Partnering for quality improvement in India: Learning from LaQshya

Added on : 28 February 2020

By: Quality of Care Network Secretariat

A Partner Forum on Quality Improvement Towards Achieving LaQshya (National Labour room Quality improvement Initiative) took place in December 2019, in New Delhi, to discuss how to expand and sustain quality improvement for maternal, newborn and child health across India. The Forum was organized by the Nationwide Quality of Care Network (NQOCN) in collaboration with LaQshya Programme Management Unit, Ministry of Health & Family Welfare (MOHFW), and with the support of the World Health Organization’s South-East Asia Office and India country office.

Three years after the Ministry of Health & Family Welfare launched LaQshya to reduce preventable maternal and newborn mortality, morbidity and stillbirths associated with the care around delivery in facilities and ensure respectful maternity care, the first forum of this kind brought together State Governments, institutional partners, NGOs, development partners, private sector partners and funding partners to share lessons on quality improvement challenges and ideas to sustain the progress accomplished so far.
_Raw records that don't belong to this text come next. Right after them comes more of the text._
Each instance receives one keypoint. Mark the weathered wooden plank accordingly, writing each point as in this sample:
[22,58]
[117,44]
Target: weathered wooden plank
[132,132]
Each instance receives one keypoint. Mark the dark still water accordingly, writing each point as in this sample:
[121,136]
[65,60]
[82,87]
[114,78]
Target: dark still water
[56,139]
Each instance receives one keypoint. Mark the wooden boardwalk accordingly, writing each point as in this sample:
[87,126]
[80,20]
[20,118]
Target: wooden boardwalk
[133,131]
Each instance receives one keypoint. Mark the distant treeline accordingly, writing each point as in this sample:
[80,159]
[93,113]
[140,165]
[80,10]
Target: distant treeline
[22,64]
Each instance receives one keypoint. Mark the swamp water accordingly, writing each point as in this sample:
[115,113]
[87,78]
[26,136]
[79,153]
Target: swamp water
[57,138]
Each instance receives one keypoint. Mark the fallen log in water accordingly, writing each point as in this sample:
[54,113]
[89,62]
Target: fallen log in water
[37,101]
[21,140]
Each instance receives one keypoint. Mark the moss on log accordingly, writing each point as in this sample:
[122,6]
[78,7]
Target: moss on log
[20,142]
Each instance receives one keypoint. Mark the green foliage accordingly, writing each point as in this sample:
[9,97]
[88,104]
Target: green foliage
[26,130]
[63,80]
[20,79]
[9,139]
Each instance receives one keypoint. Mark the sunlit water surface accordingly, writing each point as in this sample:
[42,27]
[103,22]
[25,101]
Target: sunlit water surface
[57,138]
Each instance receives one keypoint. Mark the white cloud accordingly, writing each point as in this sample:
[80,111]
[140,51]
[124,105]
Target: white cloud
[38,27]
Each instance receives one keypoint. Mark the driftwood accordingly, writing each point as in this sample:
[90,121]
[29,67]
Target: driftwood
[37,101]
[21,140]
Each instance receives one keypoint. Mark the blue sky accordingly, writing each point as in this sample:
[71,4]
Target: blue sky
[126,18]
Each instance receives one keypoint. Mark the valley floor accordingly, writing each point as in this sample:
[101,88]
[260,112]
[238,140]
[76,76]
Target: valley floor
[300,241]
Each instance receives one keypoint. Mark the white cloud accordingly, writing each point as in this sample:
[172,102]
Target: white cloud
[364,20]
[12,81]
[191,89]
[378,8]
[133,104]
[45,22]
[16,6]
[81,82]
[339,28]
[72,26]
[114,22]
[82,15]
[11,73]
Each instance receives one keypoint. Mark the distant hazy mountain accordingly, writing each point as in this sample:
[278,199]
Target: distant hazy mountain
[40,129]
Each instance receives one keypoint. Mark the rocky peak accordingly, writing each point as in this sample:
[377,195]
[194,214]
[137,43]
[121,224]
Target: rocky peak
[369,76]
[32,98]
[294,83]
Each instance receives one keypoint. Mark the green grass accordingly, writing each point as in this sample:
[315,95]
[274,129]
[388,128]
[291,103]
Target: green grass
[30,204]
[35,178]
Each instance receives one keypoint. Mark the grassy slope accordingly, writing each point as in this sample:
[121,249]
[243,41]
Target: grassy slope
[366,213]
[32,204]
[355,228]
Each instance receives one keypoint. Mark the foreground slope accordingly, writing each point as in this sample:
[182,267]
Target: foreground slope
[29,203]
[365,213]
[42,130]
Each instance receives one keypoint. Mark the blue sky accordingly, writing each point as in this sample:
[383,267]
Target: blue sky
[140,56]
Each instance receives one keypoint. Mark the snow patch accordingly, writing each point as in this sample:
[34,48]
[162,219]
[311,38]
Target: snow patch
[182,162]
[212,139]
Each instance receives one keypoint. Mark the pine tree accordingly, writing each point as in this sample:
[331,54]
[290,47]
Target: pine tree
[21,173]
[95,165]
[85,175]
The Forum was opened by Dr. Ajay Khera, Commissioner, MCH, and Dr Dinesh Baswal Joint Commissioner for maternal health, MOHFW India.
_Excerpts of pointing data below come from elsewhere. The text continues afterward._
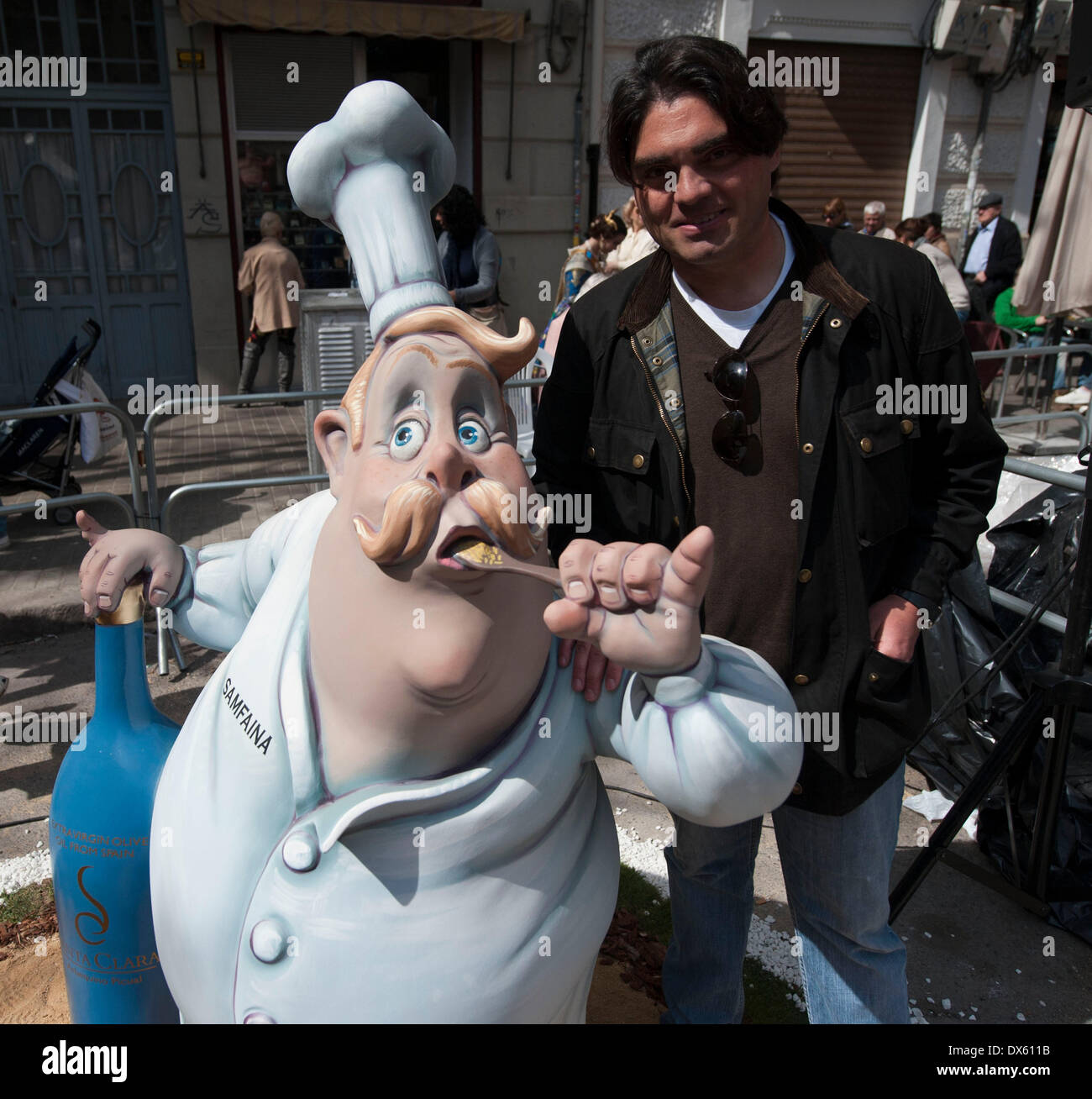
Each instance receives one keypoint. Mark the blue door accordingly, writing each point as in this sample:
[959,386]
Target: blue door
[92,220]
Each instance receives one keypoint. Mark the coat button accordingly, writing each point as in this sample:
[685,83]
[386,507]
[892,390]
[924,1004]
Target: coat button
[268,941]
[300,849]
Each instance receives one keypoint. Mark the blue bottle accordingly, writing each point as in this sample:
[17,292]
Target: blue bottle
[100,827]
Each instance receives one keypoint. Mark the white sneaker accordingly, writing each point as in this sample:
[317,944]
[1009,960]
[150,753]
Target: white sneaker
[1080,396]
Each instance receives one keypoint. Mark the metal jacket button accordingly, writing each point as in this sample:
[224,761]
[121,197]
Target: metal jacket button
[268,941]
[300,849]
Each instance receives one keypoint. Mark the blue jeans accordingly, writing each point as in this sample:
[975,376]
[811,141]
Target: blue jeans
[836,871]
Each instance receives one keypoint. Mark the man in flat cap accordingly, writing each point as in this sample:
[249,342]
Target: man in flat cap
[992,259]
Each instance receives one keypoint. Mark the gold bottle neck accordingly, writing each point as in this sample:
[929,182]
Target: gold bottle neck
[131,607]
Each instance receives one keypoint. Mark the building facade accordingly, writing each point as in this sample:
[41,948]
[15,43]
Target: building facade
[134,202]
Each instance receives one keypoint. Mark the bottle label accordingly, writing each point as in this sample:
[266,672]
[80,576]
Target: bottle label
[101,846]
[96,909]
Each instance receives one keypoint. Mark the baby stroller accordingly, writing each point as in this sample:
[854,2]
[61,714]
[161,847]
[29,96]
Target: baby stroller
[38,454]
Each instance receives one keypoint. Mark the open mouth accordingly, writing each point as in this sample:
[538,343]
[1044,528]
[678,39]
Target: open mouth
[460,538]
[703,222]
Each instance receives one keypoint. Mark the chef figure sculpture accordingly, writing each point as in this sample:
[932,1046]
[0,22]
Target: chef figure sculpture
[385,805]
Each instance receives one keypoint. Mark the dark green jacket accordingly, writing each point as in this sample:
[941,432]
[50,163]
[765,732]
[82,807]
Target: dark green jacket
[888,502]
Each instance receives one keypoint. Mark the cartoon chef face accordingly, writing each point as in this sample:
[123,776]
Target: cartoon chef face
[430,455]
[418,663]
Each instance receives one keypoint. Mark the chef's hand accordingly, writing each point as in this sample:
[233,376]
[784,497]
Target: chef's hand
[892,623]
[115,557]
[589,666]
[638,605]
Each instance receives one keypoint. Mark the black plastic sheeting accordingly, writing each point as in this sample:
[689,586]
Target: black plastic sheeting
[1033,548]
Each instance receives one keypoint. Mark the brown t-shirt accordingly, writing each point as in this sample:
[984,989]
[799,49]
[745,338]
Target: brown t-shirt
[752,597]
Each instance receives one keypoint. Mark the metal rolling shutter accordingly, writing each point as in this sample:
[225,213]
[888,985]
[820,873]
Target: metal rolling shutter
[856,145]
[264,97]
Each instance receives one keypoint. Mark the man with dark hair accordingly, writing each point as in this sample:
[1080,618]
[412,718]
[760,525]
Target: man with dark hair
[271,273]
[933,232]
[992,259]
[739,377]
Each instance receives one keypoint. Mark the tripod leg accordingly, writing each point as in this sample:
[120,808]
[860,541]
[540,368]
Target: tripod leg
[1027,723]
[178,652]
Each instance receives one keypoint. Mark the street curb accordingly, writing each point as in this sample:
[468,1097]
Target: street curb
[31,624]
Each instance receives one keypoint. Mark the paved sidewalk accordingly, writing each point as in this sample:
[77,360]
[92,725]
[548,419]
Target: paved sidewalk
[39,591]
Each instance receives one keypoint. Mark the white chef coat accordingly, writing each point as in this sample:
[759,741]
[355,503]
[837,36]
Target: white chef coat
[480,896]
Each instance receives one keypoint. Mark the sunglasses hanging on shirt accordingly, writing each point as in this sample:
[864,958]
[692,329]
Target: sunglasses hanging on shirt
[738,387]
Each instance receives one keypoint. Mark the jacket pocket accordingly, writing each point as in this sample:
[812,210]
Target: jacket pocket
[880,468]
[624,457]
[892,707]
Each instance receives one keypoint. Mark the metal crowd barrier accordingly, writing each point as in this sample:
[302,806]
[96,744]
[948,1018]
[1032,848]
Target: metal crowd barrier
[1021,352]
[132,513]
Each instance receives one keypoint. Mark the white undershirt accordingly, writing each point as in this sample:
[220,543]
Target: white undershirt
[732,325]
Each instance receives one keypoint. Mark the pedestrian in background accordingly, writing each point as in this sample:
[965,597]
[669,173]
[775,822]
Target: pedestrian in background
[834,216]
[912,232]
[933,233]
[470,259]
[271,273]
[638,245]
[874,224]
[993,255]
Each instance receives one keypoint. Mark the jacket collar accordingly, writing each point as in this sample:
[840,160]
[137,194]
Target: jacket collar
[821,278]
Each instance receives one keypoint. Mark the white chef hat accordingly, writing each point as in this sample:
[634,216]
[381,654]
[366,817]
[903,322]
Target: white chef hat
[374,171]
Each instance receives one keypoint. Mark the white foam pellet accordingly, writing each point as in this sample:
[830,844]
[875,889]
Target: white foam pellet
[24,870]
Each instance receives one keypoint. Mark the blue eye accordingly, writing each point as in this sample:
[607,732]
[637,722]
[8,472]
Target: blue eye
[474,436]
[407,439]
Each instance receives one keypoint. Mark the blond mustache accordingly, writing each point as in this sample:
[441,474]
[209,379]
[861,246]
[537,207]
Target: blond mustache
[411,513]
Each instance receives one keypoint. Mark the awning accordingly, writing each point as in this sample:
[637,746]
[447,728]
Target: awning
[357,17]
[1058,256]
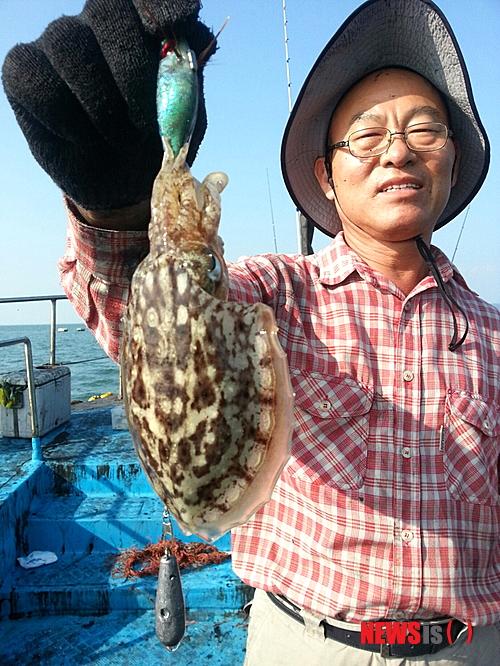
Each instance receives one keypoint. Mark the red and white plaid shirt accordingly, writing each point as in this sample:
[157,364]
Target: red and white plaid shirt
[389,506]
Sharing experiences at all levels of the health system was a key aspect of the Forum, with leaders from the states of Rajasthan, Uttar Pradesh, Gujarat and Maharashtra presenting the work that they have done at state level to deliver high quality care maternal and newborn health services. Individual facilities from across the country also had the opportunity to share their experience of implementing quality improvement.

It was highlighted that the whole of the health system is required to produce good quality of care for achieving desired outcomes. LaQshya initiative includes Quality Assurance (certification of labour rooms), clinical mentoring of healthcare team and quality cycles. These main three processes must happen concurrently in all health facilities at the same time for maximum effect on quality of care. 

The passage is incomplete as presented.